Lower Administrative Cost and Accelerate Time to Deployment
Cisco Enterprise Policy Manager simplifies the administration of SharePoint sites because it logically separates the process of creating access policies and permissions from creating the site itself. SharePoint designers or site owners can focus on compiling content for the site while administrators establish the security for the site. Site administrators can utilize existing policy templates so access rules do not have to be re-created each time a new site is deployed. Moreover, the rich delegation functionality in
Cisco Enterprise Policy Manager enables granular access policies to be administered independently at multiple levels. For example, corporate-wide policies can be specified centrally and applied consistently to all SharePoint instances, while line-of-business or departmental policies can be independently managed and enforced. Custom Web parts that require special-request handling can use the powerful Cisco Enterprise Policy Manager policy engine, eliminating the need to write custom code. Furthermore, policies in Cisco Enterprise Policy Manager can be based on resource or user data in any existing enterprise directory or local database, removing the need to replicate all user resource information into Active Directory and maintain synchronization between multiple stores.

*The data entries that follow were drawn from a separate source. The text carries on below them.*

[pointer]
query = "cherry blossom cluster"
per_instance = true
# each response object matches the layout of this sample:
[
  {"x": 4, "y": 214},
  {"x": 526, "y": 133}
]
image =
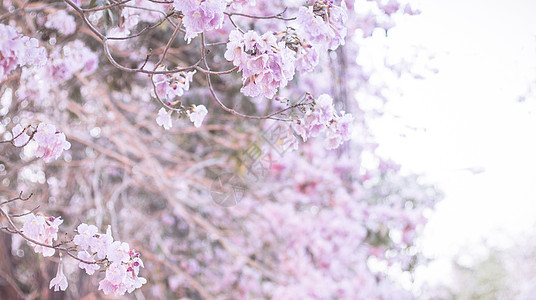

Enforce Compliance and Streamline Audits
Without Cisco Enterprise Policy Manager, meeting regulatory and governance requirements is very challenging, if not impossible, due to an inability to specify and enforce segregation of duty policies, and due to the lack of a central policy authority with which to query access rules and inspect historical activity. Cisco Enterprise Policy Manager provides rich on-demand audit and review functionality, including real-time reports and alerts on user and administrator activity in SharePoint.
As organizations deploy more portal and collaboration tools to empower their information-workers, it is crucial to ensure security and compliance are not compromised. Cisco Enterprise Policy Manager is a unique solution that brings enterprise-class security, privacy, compliance, and governance to SharePoint deployments and enables organizations to deploy SharePoint with confidence.